Die Beschwerdeführerin bringt vor, ihr Familienleben (in Österreich) sei keinesfalls zu einem Zeitpunkt entstanden, zu dem sie sich ihres unsicheren Aufenthaltes bewusst sein hätte müssen. Diesbezüglich verweist sie auf ihre bis gültige Niederlassungsbewilligung. Abgesehen davon, dass die belangte Behörde im angefochtenen Bescheid mit der Begründung des Familienlebens während unsicheren Aufenthalts gar nicht argumentierte, lässt die Beschwerdeführerin bei ihrem Vorbringen außer Acht, dass sie das Familienleben mit ihren Angehörigen danach - ohne rechtzeitig einen Verlängerungsantrag zu stellen und somit - ungeachtet ihres unrechtmäßigen Aufenthalts fortsetzte. Dasselbe gilt für den Zeitraum ab nach Stellung des Antrages auf Erteilung eines Aufenthaltstitels, der - mag die Inlandsantragstellung damals zulässig gewesen sein - noch kein Aufenthaltsrecht begründen konnte. Die Unsicherheit des Aufenthalts wurde aber jedenfalls zur Gewissheit, nachdem die Beschwerdeführerin die Abweisung dieses Antrags mit Bescheid vom unbekämpft in Rechtskraft hat erwachsen lassen. Für den Aufenthalt der Beschwerdeführerin in Österreich und für ein Zusammenleben mit ihren Angehörigen fehlte es daher (bis zur Bescheiderlassung) seit mehr als fünf Jahren an einer Rechtsgrundlage. Vor diesem Hintergrund bewirkt die Ausweisung der Beschwerdeführerin keinen unverhältnismäßigen Eingriff in ihre durch Art. 8 EMRK geschützten Rechte. Vielmehr ist es ihr trotz der familiären Bindungen zuzumuten, aus Österreich auszureisen und - wie gesetzlich vorgesehen (vgl. § 21 Abs. 1 NAG) - ein Verfahren auf "Familiennachzug" vom Ausland aus zu führen.
Die Beschwerdeführerin wirft der belangten Behörde außerdem vor, diese habe ihr Vorbringen im Zusammenhang mit ihrer mittelgradigen Depression "als nicht entscheidungsrelevant abgewiesen" und diesbezüglich keine Ermittlungen vorgenommen. "Ungeachtet der Therapiemöglichkeiten in Serbien" habe es die belangte Behörde verabsäumt, die "Depressionen im Zusammenhang mit § 66 Fremdenpolizeigesetz zu prüfen".

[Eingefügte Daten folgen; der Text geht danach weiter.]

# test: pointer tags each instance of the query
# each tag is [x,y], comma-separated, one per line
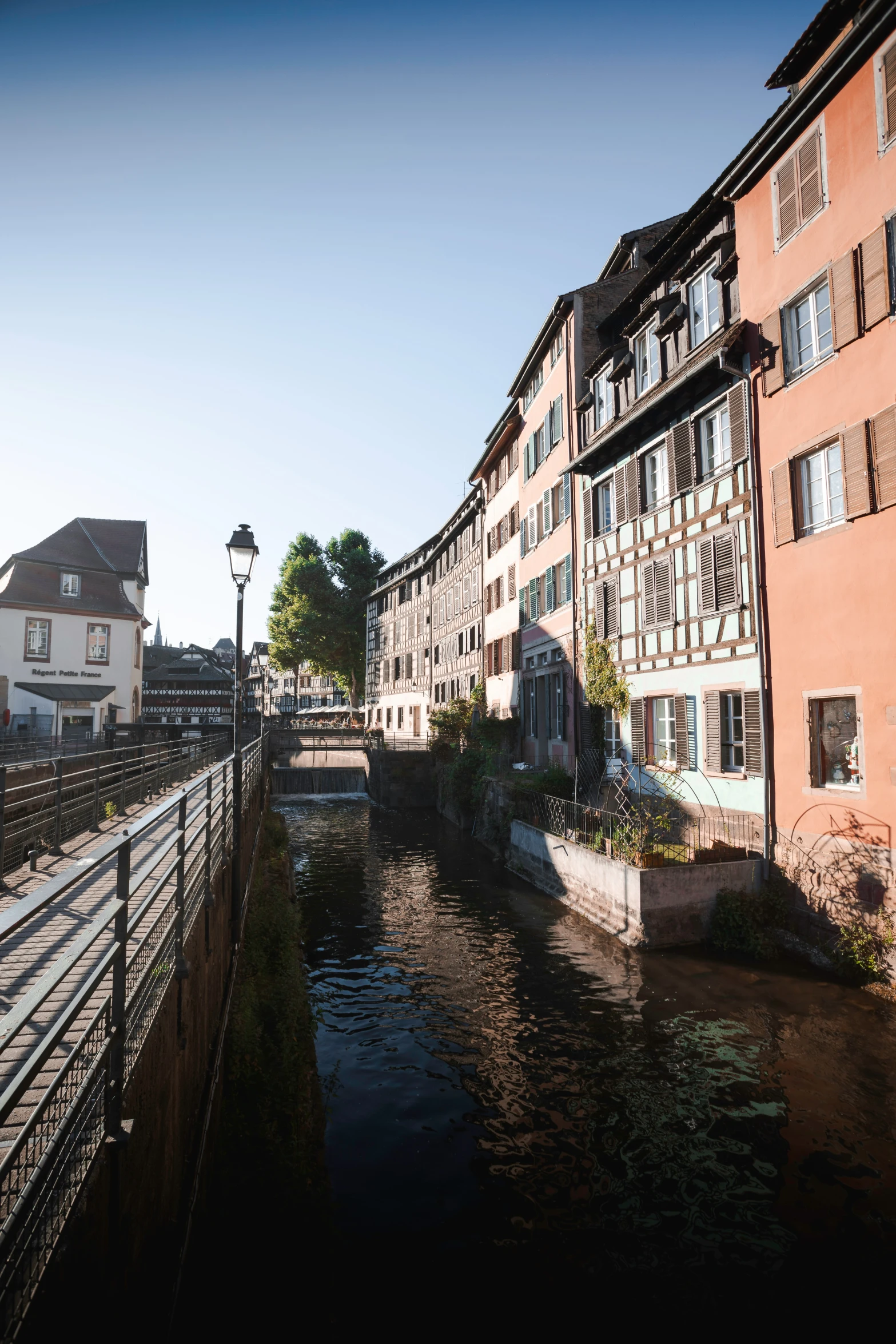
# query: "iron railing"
[643,838]
[79,1026]
[37,816]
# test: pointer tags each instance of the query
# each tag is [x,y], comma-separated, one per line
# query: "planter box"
[644,908]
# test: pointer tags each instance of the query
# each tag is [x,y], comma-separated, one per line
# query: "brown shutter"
[872,257]
[648,594]
[890,92]
[683,455]
[883,447]
[726,570]
[633,488]
[706,577]
[810,193]
[663,590]
[613,607]
[714,731]
[773,354]
[787,208]
[620,490]
[752,733]
[843,299]
[782,503]
[683,745]
[636,719]
[738,412]
[856,476]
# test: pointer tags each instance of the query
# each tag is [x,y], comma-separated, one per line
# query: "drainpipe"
[760,625]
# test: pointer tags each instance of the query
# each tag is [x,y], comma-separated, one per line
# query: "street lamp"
[242,553]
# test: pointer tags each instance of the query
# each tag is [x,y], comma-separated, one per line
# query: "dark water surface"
[516,1099]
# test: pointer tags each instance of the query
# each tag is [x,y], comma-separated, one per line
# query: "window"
[704,307]
[648,359]
[97,644]
[822,490]
[808,332]
[604,507]
[664,727]
[833,727]
[656,483]
[38,640]
[533,387]
[798,190]
[715,441]
[732,731]
[602,401]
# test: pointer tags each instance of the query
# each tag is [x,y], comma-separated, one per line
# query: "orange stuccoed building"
[814,213]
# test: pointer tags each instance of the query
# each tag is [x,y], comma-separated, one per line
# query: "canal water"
[519,1104]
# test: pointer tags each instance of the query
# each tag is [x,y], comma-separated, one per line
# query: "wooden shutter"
[883,447]
[636,719]
[872,260]
[620,491]
[712,707]
[752,733]
[649,594]
[889,74]
[856,476]
[844,303]
[612,588]
[706,577]
[809,163]
[787,205]
[633,488]
[738,412]
[782,503]
[683,743]
[683,456]
[663,590]
[727,570]
[773,354]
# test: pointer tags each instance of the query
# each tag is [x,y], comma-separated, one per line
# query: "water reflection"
[501,1073]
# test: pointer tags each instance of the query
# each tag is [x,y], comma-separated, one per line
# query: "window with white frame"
[602,507]
[664,727]
[704,307]
[821,488]
[97,644]
[808,331]
[656,479]
[533,387]
[648,359]
[732,730]
[715,440]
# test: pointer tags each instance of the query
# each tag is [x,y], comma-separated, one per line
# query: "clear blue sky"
[278,263]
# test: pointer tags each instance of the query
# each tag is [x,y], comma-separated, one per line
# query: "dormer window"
[704,307]
[648,359]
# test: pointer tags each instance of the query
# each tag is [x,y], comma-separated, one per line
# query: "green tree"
[318,611]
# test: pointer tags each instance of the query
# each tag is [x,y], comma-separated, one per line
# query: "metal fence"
[81,1026]
[641,838]
[38,815]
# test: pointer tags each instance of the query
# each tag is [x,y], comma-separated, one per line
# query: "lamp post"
[242,551]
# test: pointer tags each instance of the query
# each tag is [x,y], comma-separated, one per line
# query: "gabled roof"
[110,546]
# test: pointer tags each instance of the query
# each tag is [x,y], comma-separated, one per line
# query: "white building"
[71,621]
[497,472]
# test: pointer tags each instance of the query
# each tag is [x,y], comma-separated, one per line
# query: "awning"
[67,691]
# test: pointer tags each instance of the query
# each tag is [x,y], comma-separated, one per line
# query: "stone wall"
[648,908]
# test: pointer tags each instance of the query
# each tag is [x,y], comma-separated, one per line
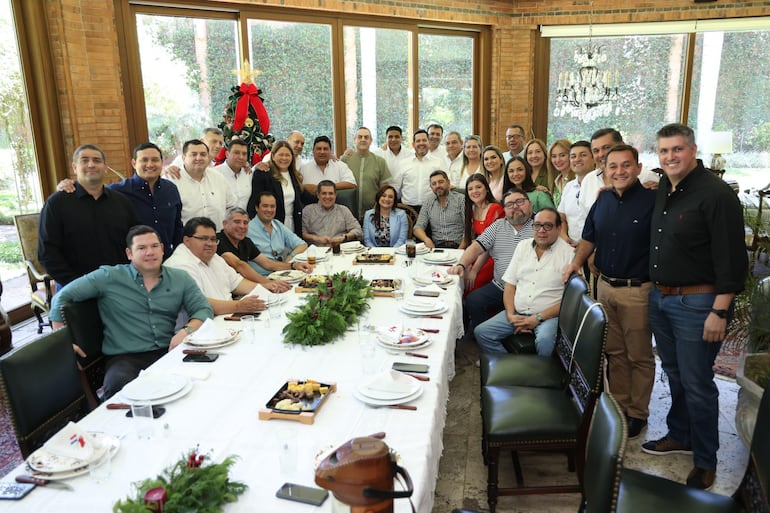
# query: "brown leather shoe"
[701,478]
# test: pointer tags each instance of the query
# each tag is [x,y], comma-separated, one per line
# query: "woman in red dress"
[481,210]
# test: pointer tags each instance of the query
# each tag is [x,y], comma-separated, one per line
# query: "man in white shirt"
[197,255]
[454,156]
[515,137]
[393,151]
[204,192]
[533,289]
[435,136]
[413,179]
[322,167]
[237,172]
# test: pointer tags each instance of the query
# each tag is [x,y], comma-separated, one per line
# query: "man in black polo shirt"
[618,227]
[81,231]
[238,250]
[698,263]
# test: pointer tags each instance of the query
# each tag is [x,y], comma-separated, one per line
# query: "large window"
[296,64]
[731,93]
[446,82]
[19,182]
[187,72]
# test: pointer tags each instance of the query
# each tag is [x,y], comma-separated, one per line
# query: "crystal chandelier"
[589,92]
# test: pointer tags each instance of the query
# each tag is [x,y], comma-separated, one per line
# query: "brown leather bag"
[360,473]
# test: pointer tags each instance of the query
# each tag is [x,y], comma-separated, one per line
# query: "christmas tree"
[246,118]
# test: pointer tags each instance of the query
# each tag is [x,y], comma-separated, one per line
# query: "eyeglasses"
[212,240]
[515,203]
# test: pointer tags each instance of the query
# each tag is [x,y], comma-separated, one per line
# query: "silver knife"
[25,478]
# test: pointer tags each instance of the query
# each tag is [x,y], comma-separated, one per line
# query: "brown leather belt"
[685,290]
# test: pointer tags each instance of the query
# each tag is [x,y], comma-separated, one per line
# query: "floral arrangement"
[193,483]
[326,315]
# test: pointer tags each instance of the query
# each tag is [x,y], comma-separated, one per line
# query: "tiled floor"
[462,474]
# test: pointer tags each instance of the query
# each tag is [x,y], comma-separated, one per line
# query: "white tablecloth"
[220,413]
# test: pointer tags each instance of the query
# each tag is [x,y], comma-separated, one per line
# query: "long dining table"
[220,413]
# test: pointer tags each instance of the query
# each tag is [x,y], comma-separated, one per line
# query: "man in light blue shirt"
[139,304]
[271,237]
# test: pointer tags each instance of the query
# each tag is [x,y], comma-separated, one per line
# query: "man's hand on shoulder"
[172,172]
[67,185]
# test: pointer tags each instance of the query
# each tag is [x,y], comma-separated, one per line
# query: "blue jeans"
[677,323]
[491,332]
[482,301]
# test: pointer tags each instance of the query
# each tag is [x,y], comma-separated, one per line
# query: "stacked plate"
[421,249]
[439,258]
[291,276]
[420,306]
[352,247]
[388,388]
[202,341]
[433,276]
[156,388]
[49,465]
[406,340]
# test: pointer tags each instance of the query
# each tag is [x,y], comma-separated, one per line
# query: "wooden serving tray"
[304,417]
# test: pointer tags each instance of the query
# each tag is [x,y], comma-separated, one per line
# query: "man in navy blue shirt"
[618,228]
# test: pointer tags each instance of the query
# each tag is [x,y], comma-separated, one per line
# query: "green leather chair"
[605,450]
[521,418]
[40,384]
[530,369]
[86,329]
[640,492]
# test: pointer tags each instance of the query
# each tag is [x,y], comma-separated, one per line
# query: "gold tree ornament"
[246,75]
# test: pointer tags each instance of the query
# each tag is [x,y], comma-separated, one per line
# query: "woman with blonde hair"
[285,182]
[471,160]
[559,172]
[536,156]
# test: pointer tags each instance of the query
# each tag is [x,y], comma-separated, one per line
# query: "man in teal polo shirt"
[139,303]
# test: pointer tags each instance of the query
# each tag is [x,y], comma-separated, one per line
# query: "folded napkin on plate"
[209,330]
[72,442]
[191,372]
[391,381]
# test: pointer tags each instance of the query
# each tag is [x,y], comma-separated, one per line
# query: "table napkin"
[72,442]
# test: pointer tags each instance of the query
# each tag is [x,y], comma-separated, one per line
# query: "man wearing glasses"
[618,227]
[240,253]
[218,281]
[533,289]
[514,139]
[498,241]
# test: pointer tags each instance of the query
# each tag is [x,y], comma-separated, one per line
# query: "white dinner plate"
[420,335]
[370,390]
[291,276]
[386,402]
[50,466]
[150,387]
[320,256]
[406,310]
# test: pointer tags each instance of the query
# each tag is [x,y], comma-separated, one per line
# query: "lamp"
[718,143]
[589,93]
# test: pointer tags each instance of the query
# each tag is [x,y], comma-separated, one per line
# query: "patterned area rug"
[10,456]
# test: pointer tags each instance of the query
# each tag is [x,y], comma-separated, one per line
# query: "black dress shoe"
[635,427]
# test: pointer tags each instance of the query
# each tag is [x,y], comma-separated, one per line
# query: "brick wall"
[88,76]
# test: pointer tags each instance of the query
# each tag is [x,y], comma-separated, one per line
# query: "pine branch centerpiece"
[194,483]
[341,299]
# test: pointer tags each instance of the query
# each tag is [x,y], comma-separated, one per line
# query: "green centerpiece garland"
[193,483]
[325,316]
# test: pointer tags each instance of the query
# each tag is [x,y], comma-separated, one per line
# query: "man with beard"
[533,289]
[499,241]
[444,213]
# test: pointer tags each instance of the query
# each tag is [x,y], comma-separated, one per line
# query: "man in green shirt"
[370,170]
[139,304]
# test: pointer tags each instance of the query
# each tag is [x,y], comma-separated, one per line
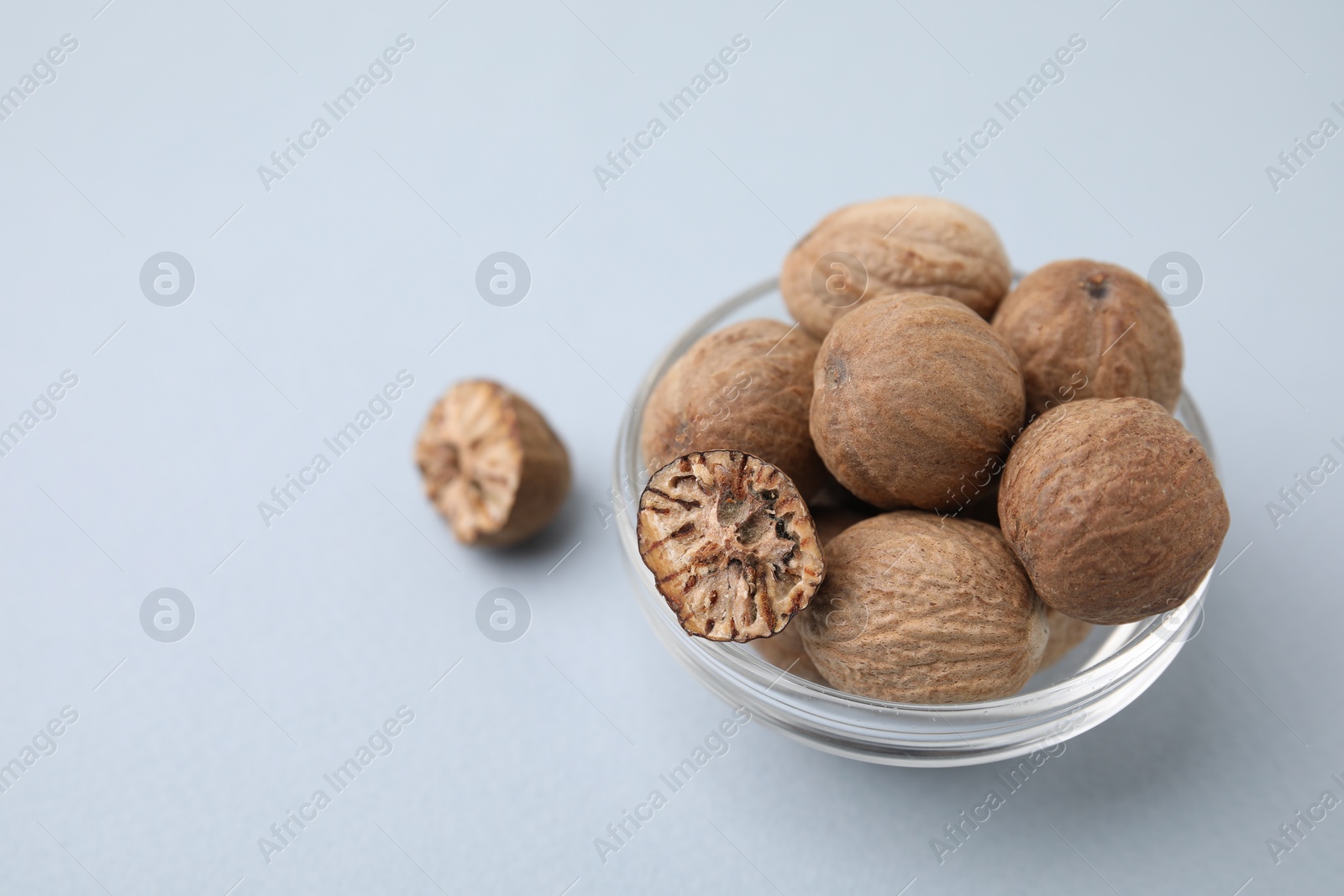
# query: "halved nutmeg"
[492,465]
[732,544]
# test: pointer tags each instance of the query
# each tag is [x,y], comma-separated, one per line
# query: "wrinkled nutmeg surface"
[746,387]
[491,464]
[1086,329]
[895,244]
[730,543]
[1113,508]
[1066,633]
[913,398]
[784,649]
[920,609]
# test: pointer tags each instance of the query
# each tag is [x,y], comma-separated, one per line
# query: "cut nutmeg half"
[492,465]
[732,544]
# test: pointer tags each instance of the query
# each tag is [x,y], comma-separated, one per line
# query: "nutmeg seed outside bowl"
[1095,681]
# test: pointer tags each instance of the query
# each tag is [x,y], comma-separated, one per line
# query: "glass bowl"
[1092,683]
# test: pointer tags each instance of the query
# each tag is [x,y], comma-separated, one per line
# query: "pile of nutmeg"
[929,486]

Dem ist entgegenzuhalten, dass die belangte Behörde die von der Beschwerdeführerin ins Treffen geführte Depression bei ihrer Entscheidung ohnehin berücksichtigt hat. Sie hat aber - zutreffend - festgehalten, dass die Beschwerdeführerin nicht behauptet habe, in einem anderen Land (überhaupt) keine Behandlung erhalten zu können. Vielmehr stellt sie auch in der Beschwerde nicht in Abrede, dass es in Serbien Therapiemöglichkeiten (zur Behandlung von Depressionen) gebe. Zwar hat der Verwaltungsgerichtshof wiederholt ausgesprochen, bei der Bewertung der persönlichen Interessen eines Fremden an einem Verbleib im Bundesgebiet komme auch dem Umstand Bedeutung zu, dass eine medizinische Behandlung in Österreich vorgenommen werde. Im Allgemeinen hat aber kein Fremder ein Recht, in seinem aktuellen Aufenthaltsstaat zu verbleiben, bloß um dort medizinisch behandelt zu werden, und zwar selbst dann nicht, wenn er an einer schweren Krankheit leidet. Dass die Behandlung im Zielland nicht gleichwertig, schwerer zugänglich oder kostenintensiver ist, fällt nicht entscheidend ins Gewicht, solange es grundsätzlich Behandlungsmöglichkeiten im Zielland gibt (vgl. das Erkenntnis vom , Zl. 2009/21/0015, mwN). Welche weiteren Ermittlungen über den Gesundheitszustand der Beschwerdeführerin die belangte Behörde hätte vornehmen müssen, um zu einem anderen Ergebnis zu gelangen, lässt sich der Beschwerde nicht entnehmen. Soweit die Beschwerdeführerin in ihrer Beschwerde erstmals vorbringt, dass sie "unbedingt auf die Pflege" durch ihre Familie "angewiesen" sei, handelt es sich dabei um eine im verwaltungsgerichtlichen Verfahren unzulässige Neuerung (§ 41 Abs. 1 erster Satz VwGG). Vor diesem Hintergrund führt auch das Vorbringen der Beschwerdeführerin im Zusammenhang mit ihrem Gesundheitszustand nicht zu einer maßgeblichen Verstärkung ihrer persönlichen Interessen an einem Verbleib in Österreich.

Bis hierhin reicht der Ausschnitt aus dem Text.